古希のお祝い

古希
日本には古くから「賀寿」といって、長寿を祝う風習があります。

奈良時代にはじまり、江戸時代に一般的な風習として民間に広まったと言われています。

寿命もそんなに長くなかった当時は40歳を老いのはじめとして、40歳以降から10年ごとに、「四十(よそじ)の賀」「五十(いそじ)の賀」として祝っていました。

伝統的な古希

それでは、「古希」とは何歳のお祝いのことでしょう?

そう、数え年で70歳のお祝いのことです。

中国・唐の詩人杜甫が「曲江詩」の詩句で「人生七十古来稀也」と詠ったことに由来します。

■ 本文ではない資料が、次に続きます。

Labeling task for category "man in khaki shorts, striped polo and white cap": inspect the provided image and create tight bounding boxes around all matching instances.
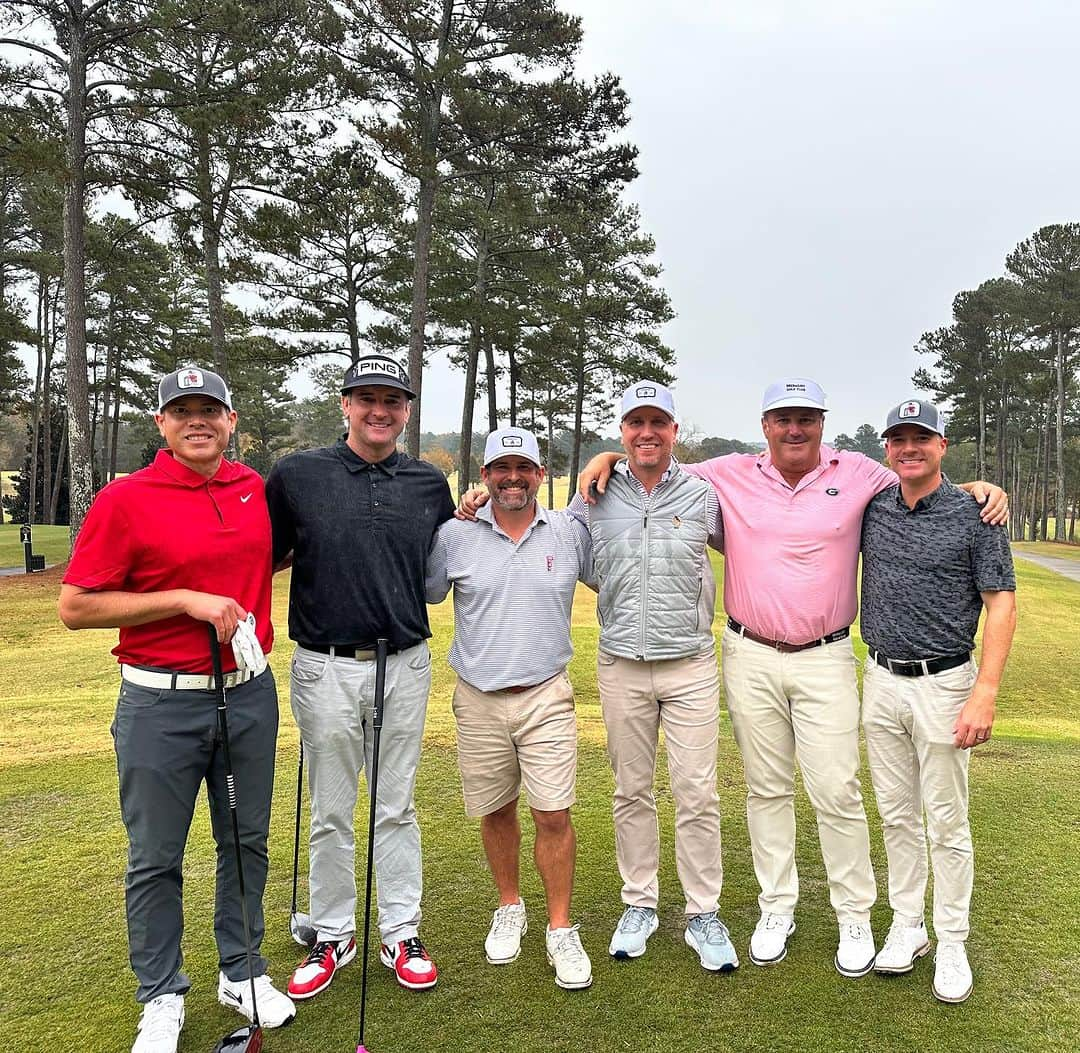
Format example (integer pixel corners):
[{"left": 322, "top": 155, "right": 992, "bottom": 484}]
[{"left": 427, "top": 428, "right": 593, "bottom": 989}]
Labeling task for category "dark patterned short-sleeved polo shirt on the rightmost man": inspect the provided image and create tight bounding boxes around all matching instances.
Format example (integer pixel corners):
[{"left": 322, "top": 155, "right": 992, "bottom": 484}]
[{"left": 859, "top": 480, "right": 1016, "bottom": 661}]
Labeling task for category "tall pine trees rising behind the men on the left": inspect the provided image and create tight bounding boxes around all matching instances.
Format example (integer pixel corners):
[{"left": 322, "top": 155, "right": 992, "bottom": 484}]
[{"left": 0, "top": 0, "right": 674, "bottom": 532}]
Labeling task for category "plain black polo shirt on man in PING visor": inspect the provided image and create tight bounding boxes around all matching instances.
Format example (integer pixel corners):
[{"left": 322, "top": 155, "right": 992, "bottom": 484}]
[{"left": 267, "top": 440, "right": 454, "bottom": 650}]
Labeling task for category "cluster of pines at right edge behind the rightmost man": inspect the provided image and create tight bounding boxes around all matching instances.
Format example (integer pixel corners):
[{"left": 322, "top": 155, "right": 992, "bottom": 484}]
[{"left": 914, "top": 224, "right": 1080, "bottom": 541}]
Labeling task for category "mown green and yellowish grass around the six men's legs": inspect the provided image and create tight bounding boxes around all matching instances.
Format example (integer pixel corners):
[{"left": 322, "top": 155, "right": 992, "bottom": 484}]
[{"left": 0, "top": 564, "right": 1080, "bottom": 1053}]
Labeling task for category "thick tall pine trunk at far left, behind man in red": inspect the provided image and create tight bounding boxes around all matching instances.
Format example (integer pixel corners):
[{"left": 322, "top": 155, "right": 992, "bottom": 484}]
[{"left": 62, "top": 8, "right": 94, "bottom": 545}]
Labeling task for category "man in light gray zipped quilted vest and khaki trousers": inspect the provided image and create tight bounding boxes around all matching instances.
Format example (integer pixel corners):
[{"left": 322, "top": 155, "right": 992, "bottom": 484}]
[{"left": 570, "top": 380, "right": 739, "bottom": 972}]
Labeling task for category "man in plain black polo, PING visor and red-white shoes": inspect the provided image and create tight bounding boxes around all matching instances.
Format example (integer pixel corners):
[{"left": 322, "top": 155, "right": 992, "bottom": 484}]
[{"left": 267, "top": 354, "right": 454, "bottom": 999}]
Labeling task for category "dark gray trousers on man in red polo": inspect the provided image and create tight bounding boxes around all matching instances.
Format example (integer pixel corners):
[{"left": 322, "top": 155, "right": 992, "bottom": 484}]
[{"left": 112, "top": 670, "right": 278, "bottom": 1002}]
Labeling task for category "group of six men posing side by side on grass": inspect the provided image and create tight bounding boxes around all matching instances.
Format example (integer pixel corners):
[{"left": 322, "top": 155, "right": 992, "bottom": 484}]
[{"left": 59, "top": 355, "right": 1015, "bottom": 1053}]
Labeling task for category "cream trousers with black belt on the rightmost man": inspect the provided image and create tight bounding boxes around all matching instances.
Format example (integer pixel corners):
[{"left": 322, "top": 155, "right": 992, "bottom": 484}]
[{"left": 863, "top": 660, "right": 977, "bottom": 942}]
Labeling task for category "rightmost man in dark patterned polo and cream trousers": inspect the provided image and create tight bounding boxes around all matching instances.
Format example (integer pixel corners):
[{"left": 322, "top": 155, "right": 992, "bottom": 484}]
[{"left": 862, "top": 399, "right": 1016, "bottom": 1002}]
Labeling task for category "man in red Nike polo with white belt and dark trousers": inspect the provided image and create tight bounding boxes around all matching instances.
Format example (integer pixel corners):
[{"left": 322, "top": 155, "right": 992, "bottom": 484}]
[{"left": 59, "top": 367, "right": 296, "bottom": 1053}]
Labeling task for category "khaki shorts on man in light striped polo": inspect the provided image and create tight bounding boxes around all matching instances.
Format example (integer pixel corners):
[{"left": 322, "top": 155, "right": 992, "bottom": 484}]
[{"left": 454, "top": 671, "right": 578, "bottom": 818}]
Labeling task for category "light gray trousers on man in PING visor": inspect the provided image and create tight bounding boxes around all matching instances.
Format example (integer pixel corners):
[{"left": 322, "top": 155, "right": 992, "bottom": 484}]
[{"left": 292, "top": 643, "right": 431, "bottom": 944}]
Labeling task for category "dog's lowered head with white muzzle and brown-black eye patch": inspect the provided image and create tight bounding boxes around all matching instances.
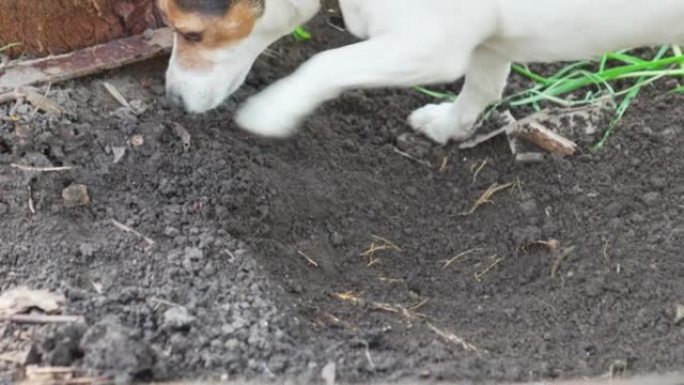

当時、70歳まで生きるというのは大変めずらしいことだったようです。

古希の伝統的な祝い方では、ちゃんちゃんこ、座布団、頭巾を用意します。
用意するものは還暦と同じですが、色が異なります。

還暦は干支が一周して「赤子」にかえることを意味する「赤」でお祝いするのに対し、古希では長寿の方への敬意と今後の健康や安らぎを祈る気持ちを表す「紫」でお祝いします。

現代の古希

とはいえ、平均寿命が80歳をこえる現代では、古希といってもまだまだ若々しい人ばかりですよね。
それなので、古希だからといって老人扱いしてしまうと、本人からあまり喜ばれないようです。

最近では、60代は現役でばりばり働いて、70代になって現役を退くことを考える…なんて人もたくさんいます。
そういった背景を踏まえると、古希のお祝いは長寿のお祝いというよりも、セカンドライフの幕開けのお祝いと捉えるほうが自然かもしれません。

一説では、現在は古希のお祝いがこれまでの還暦のお祝いの役割を果たしている、とも言われています。

いずれにせよ、古希のお祝いではこれまでの苦労をねぎらい、これからの人生を自分のために楽しんでもらえるように明るくお祝いしましょう。

古希の贈り物

古希では家族や親族をまねいて、食事会をひらいて盛大にお祝いするところが多いようです。

また、家族旅行なども思い出に残るので喜ばれます。

プレゼントは昔ながらのちゃんちゃんこや頭巾ではあまり実用的ではないので、風習に関わらず本人が喜びそうなものを選びましょう。

生まれた年のお酒や、記念の刻印入りの食器類、古希の紫にちなんだ衣類やアクセサリーなどが定番のようです。

古希が終わると、喜寿(77歳)、傘寿(80歳)、米寿(88歳)、卒寿(90歳)、白寿(99歳)と続きます。

長寿を周りの人から祝われることは本人にとって、いい人生を生きた証、さらにこれからを生きる元気の源となりうるので、毎回気持ちを込めて祝うことができたら良いですね。

子供にとっても、年を重ねていく両親に日頃の感謝を改めて伝える良い機会となるでしょう。